29. Transfer of jurisdiction to district judge undesirable.-

It will be noticed that the number of these applications is not considerable; and in some of the States the number seems to be decreasing. We, therefore, do not feel justified in recommending the transfer of this revisional jurisdiction to the District Court and barring a further revision to the High Court for the following reasons:-

Firstly, as appears from the above Table, the number of petitions filed in the High Court under this section is not considerable.

Secondly, a transfer of this jurisdiction to the district courts may probably result in an increase in the number of these applications.

Thirdly, as questions of law would arise for disposal in these applications, there is a possibility of divergence of views among different District Courts dealing with the applications which would disturb the uniformity of law throughout the State which is now attained by the High Court dealing with these matters.

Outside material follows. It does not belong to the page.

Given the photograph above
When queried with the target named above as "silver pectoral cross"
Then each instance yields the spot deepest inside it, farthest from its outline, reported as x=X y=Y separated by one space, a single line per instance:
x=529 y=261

Fourthly, it is but appropriate that the special and extraordinary remedy of revision which enables the Court to correct jurisdictional errors or errors in law should rest with the highest court in the State.

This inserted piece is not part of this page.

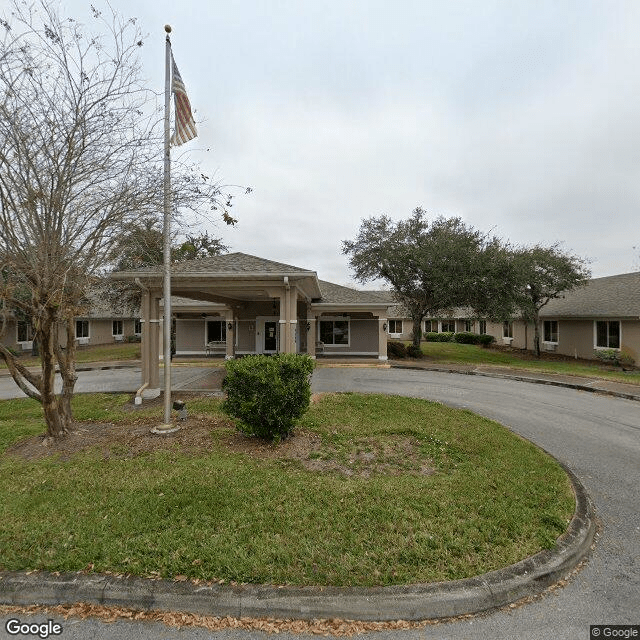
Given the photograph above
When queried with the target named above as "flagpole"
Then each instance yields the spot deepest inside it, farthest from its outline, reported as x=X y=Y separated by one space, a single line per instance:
x=167 y=427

30. Summary of Recommendation.-

Our recommendations regarding civil revisions are set out below:-

(1) The right of revision against interlocutory orders is a valuable one and should not be abolished.

(2) A rule nisi should not be issued except upon strict scrutiny.

(3) The records of the lower court should not be sent for, except when a stay order is passed.

(4) In other cases, if the court requires the records, it should call upon the parties to file certified coppies of the records necessary for disposing of the revision.

(5) An effort should be made to dispose of all revisions in which stay orders have been granted within a period of two or three months.

(6) The High Court should obtain from subordinate courts, a periodical return showing the cases which have been held up on account of the pendency of revision petitions.

(7) A rule similar to that contained in Order XLI, rule 5 Civil Procedure Code should be enacted regulating the power of the High Courts to grant stay in revision applications.

(8) Section 115 of the Civil Procedure Code should be amended so as to make it clear that the expression "case decided" includes an interlocutory order including an order deciding an issue, from which no appeal lies.

(9) It should be made clear by a suitable amendment in section 115 that the power of revision is limited to such interlocutory orders which, if decided in favour of the petitioner would be sufficient for the final disposal of the Suit or proceeding; or in which the order is likely to occasion a failure of justice or cause an irreparable injury.

(10) Section 115 of the Civil Procedure Code should be amended so as to make the views of the Rajasthan High Court set out in para 16 ante untenable and to permit a revision application to be filed against an order, if otherwise capable of being revised, in cases in which no appeal lies either to the High Court or to the district court from the order in question.

(11) The revisional power of the High Courts under Article 227 of the Constitution should be left untouched.

(12) It is not desirable to make the admission of a revision petition under section 25 of the Provincial Small Cause Courts Act conditional on the petitioner depositing the decretal amount in court.

(13) The courts should scrutinise such applications for revision carefully at the stage of their admission.

(14) The revisional jurisdiction under section 25 of the Provincial Small Cause Courts Act should continue to remain with the High Court and not be transferred to the District Judge.

(15) The proviso to section 17 of the Provincial Small Cause Courts Act, in so far as it requires a deposit of the decretal amount or security from an applicant for setting aside an ex parte decree should be repealed.